The method I am accustomed to for the conversion of a polynomial or a truncated power series of the form $c_0+c_1 x+c_2 x^2+\cdots +c_n x^n$ to Chebyshev form is a specialization of a more general algorithm due to Herbert Salzer. I would ask you to read the paper for more details, but in any event, here is Mathematica code for Salzer's algorithm, adapted to Chebyshev conversion:

c = CoefficientList[Series[Exp[x], {x, 0, 8}], x]
{1, 1, 1/2, 1/6, 1/24, 1/120, 1/720, 1/5040, 1/40320}

n = Length[c] - 1;
a[0, 2] = c[[n - 1]] + c[[n + 1]]/2;
a[1, 2] = c[[n]]; a[2, 2] = c[[n + 1]]/2;
Do[

  a[0, k + 1] = c[[n - k]] + a[1, k]/2;
  a[1, k + 1] = a[0, k] + a[2, k]/2;

  Do[
   a[m, k + 1] = (a[m + 1, k] + a[m - 1, k])/2
   , {m, 2, k - 1}];

  a[k, k + 1] = a[k - 1, k]/2;
  a[k + 1, k + 1] = a[k, k]/2;

  , {k, 2, n - 1}];
Table[a[m, n], {m, 0, n}]

{2917/2304, 10417/9216, 139/512, 227/5120, 7/1280, 5/9216, 1/23040,
 1/322560, 1/5160960}

(I wrote it in a way so that it should be easily adaptable to your favorite computing environment, though you may have to do some index finagling. It is possible to implement Salzer's algorithm so that only a one-dimensional array is needed as opposed to the two-dimensional array a used above, but I'll leave that implementation as an exercise.)

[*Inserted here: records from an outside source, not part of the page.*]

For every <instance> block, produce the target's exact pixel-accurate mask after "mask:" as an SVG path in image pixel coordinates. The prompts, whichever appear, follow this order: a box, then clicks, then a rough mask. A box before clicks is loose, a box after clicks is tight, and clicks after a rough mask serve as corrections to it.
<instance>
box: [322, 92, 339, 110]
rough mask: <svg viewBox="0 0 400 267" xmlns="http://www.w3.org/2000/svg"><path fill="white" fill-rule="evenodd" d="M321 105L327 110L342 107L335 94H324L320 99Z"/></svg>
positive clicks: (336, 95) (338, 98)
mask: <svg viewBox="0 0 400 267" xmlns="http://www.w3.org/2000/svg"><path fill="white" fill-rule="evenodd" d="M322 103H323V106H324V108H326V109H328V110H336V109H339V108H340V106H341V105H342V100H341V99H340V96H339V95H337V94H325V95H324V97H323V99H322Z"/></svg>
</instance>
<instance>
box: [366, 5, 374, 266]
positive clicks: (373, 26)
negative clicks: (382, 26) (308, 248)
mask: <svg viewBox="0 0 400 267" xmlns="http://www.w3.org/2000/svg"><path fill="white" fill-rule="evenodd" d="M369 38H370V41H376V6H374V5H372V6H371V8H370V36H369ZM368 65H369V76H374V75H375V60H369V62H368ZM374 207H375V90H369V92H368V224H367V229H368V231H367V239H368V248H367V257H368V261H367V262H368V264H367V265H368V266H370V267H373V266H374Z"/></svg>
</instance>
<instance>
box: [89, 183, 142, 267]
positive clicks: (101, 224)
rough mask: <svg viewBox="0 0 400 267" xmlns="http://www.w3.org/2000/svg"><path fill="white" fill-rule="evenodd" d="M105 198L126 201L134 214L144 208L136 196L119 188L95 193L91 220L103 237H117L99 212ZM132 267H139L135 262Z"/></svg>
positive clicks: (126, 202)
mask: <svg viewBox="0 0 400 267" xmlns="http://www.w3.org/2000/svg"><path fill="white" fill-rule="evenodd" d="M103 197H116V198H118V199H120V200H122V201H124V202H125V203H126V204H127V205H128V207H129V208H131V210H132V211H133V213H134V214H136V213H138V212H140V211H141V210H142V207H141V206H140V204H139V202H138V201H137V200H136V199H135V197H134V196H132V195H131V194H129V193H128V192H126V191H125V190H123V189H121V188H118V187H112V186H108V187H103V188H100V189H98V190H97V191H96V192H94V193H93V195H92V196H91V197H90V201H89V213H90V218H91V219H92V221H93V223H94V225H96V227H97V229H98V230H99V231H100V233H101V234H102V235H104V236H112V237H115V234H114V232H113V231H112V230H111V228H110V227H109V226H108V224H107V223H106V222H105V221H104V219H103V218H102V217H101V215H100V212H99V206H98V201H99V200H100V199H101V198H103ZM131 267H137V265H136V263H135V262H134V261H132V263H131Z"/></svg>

In any event, we obtain the identity

$$\sum_{k=0}^8\frac{x^k}{k!}=\frac{2917}{2304}+\frac{10417}{9216}T_1(x)+\frac{139}{512}T_2(x)+\frac{227}{5120}T_3(x)+\frac{7}{1280}T_4(x)+\frac{5}{9216}T_5(x)+\frac{1}{23040}T_6(x)+\frac{1}{322560}T_7(x)+\frac{1}{5160960}T_8(x)$$

The last two terms are already rather tiny ($\approx3.1\times10^{-6}$ and $\approx1.9\times10^{-7}$, respectively), so we try chopping off the last two terms (keep terms up to $T_6(x)$) and re-expanding back to a monomial series. Doing this gives the polynomial (with coefficients in approximate decimal format)

$$p(x)=0.99999980623759920635+1.0000217013888888889 x+0.50000620039682539683 x^2+0.16649305555555555556 x^3+0.041635664682539682540 x^4+0.0086805555555555555556 x^5+0.0014384920634920634921 x^6$$

Let's try plotting $p(x)-\exp\,x$ over $[-1,1]$:

Not counting the endpoints, we see six extrema in the plot, showing off the equiripple behavior of a Chebyshev economization.